Gaining Insights on Music Streams To Make Better Decisions

This series features mid-course projects for our inaugural Data Science bootcamp. Students were tasked with asking an interesting data question, finding a data set to answer the data question, cleaning, wrangling, and exploring the data, then design and build an interactive Shiny app.

Thanks to Xander Morrison and Gotee Records for allowing us to share about the project Xander built for internal use at Gotee Records.

Independent record labels have a lot of data at their disposal, but they don’t always have an easy way to gain insights from that data. Xander Morrison joined our Data Science bootcamp to create tools that allow the team at Gotee Records to gain insights about how their music is being consumed.
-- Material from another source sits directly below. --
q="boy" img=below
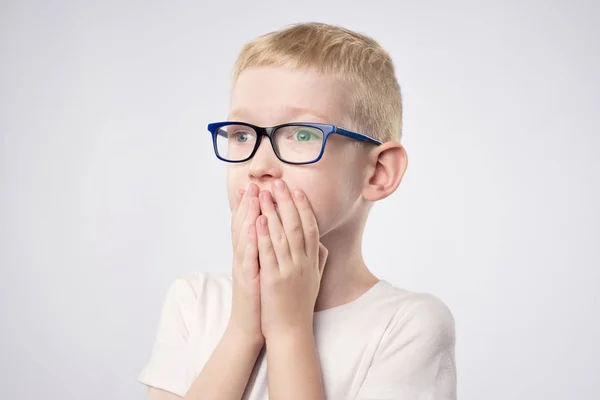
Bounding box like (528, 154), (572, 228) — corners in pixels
(139, 22), (456, 400)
When it came time for his mid-course capstone, Xander was ready to start showing Gotee Records some insights. He shared, “my primary motivation is to present my company with valuable intelligence that can be used in marketing campaigns tailored to each of our artists. The goal is to notice differences in how each artist’s music is streamed so that we can lean into those strategies as we continue to create and publish music.”

The Data Question

Xander’s initial questions included:

In what context are our artists being streamed (i.e. playlists, libraries, radio)?
Which artist is being streamed the most frequently?
Are certain customers streaming a song multiple times?
Which zip codes are the hottest markets for our artists?

He expected to find a couple results.

Younger artists will have a higher streaming play count
Most songs will be listened to on a playlist

For this project, he was able to use Apple’s iTunes API which includes streaming data from Apple Music. Xander narrowed his data down to songs streamed in the United States during September 2017 so that he could work with a manageable data set. After downloading the data, he shared what he saw, “each row was an instance of a stream of one of our songs; however, the only identifiable information in this original data set was the Apple ID for that song. There was no artist name, no song title, no album name.”

He was able to pair this data up with another data set that mapped Apple IDs to song title and artist name. To gain insights into hot markets, he paired the zip code data from Apple with a dataset that maps zip codes to latitude and longitude coordinates and then mapped that to a dataset with cities and states.

He used plyr, dplyr, and tidyverse to manipulate the data. He used magrittr to create pipelines for passing data around to different functions.

The Visualizations

Xander’s goal for this project was to create a “fast aggregator and visualizer” for information that can drive decisions at the record label. Artist managers and marketers at the label want easy-to-use tools where they can find answers quickly to inform their decisions. To achieve this, he made sure his visualizations were clean and understandable. He utilized ggplot2 to create line charts and bar graphs. He used a map of the United States to show where songs were being played.